Aleppo, once a bustling city of more than 2 million people, has been reduced to rubble by Syria's 5-year civil war.
It has been bombed and besieged for 3 year years. Entire neighborhoods have been devastated to the point where they are uninhabitable.
A sense of panic among those fleeing
One of the most important trading cities in the Middle East throughout history, Aleppo has historically been a city to which people flocked when they were looking for work.
But the latest video appears to show a sense of panic among the thousands of people streaming out of the city, fleeing for their lives — bound, most probably, for the Turkish border, 60 miles (97 kilometers) to the north.
And from there, they will push onward, perhaps, to Europe, which is experiencing one of the most significant waves of migration in recent decades.

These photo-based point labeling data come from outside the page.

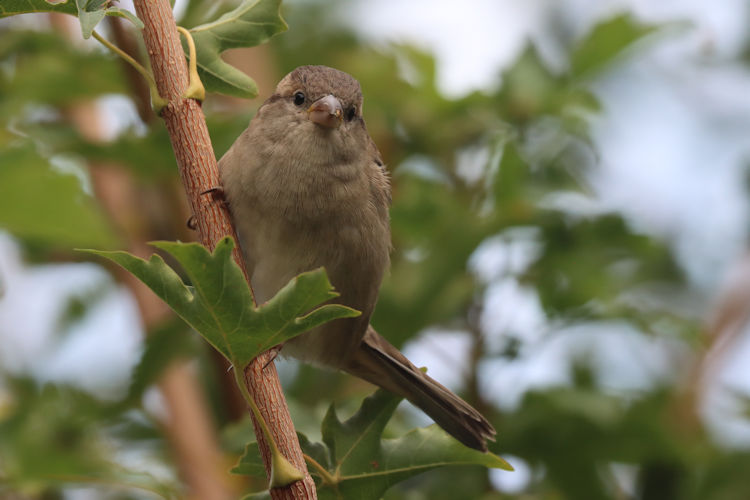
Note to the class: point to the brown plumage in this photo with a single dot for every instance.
(307, 188)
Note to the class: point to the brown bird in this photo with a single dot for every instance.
(307, 188)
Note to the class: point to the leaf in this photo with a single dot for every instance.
(14, 7)
(252, 23)
(605, 42)
(363, 465)
(40, 205)
(163, 345)
(91, 12)
(219, 306)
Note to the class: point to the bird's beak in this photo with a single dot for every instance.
(326, 112)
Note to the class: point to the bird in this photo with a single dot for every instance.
(307, 188)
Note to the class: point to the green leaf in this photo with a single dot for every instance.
(14, 7)
(41, 205)
(363, 465)
(91, 12)
(252, 23)
(605, 42)
(219, 305)
(163, 345)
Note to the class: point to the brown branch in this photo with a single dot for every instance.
(192, 436)
(192, 146)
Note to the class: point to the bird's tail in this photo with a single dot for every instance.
(379, 363)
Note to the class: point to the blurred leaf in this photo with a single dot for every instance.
(605, 42)
(148, 155)
(53, 435)
(219, 304)
(364, 465)
(42, 71)
(91, 12)
(252, 23)
(591, 261)
(15, 7)
(163, 345)
(41, 205)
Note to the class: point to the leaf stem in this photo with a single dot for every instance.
(195, 89)
(324, 474)
(157, 102)
(283, 473)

These families are fleeing what could be one of the worst fights yet in Syria's extraordinarily brutal civil war, a battle that has been brewing ominously now for days.
"Now, 10,000 new refugees are waiting in front of the door of (the Turkish city of) Kilis because of air bombardments and attacks against Aleppo," Turkish Prime Minister Ahmet Davutoglu said Thursday in London. "Sixty to seventy thousand people in the camps in north Aleppo are moving towards Turkey. My mind is not now in London, but in our border — how to relocate these new people coming from Syria? Three hundred thousand Aleppo people, living in Aleppo, are ready to move towards Turkey."
Aleppo is home to many moderate opponents of Assad. But it is the more radical al-Nusra Front that is now issuing the call to arms inside the devastated city.
And the government has managed to cut the rebels' main supply route, which lies east of the city. That could isolate hundreds of thousands of civilians.
And it is also keeping aid from getting into the city.
Innocent civilians 'running for their lives'
The intensified fighting and airstrikes have cut off the main humanitarian route into the city, according to the global organization Mercy Corps.
Just since Wednesday, the organization's operations in northern Syria have effectively been cut in half, the group said in a statement
"We are cut off from Aleppo City," said David Evans, Mercy Corps' regional program director for the Middle East. "It feels like a siege of Aleppo is about to begin."
The civil war has left many civilians inside the country reliant on humanitarian assistance. With one of the largest food delivery operations in north Syria, Mercy Corps has been reaching up to 500,000 people per month.
"Innocent civilians are running for their lives," Evans said. "Right now, we are seeing tens of thousands of people make their way to the border with Turkey."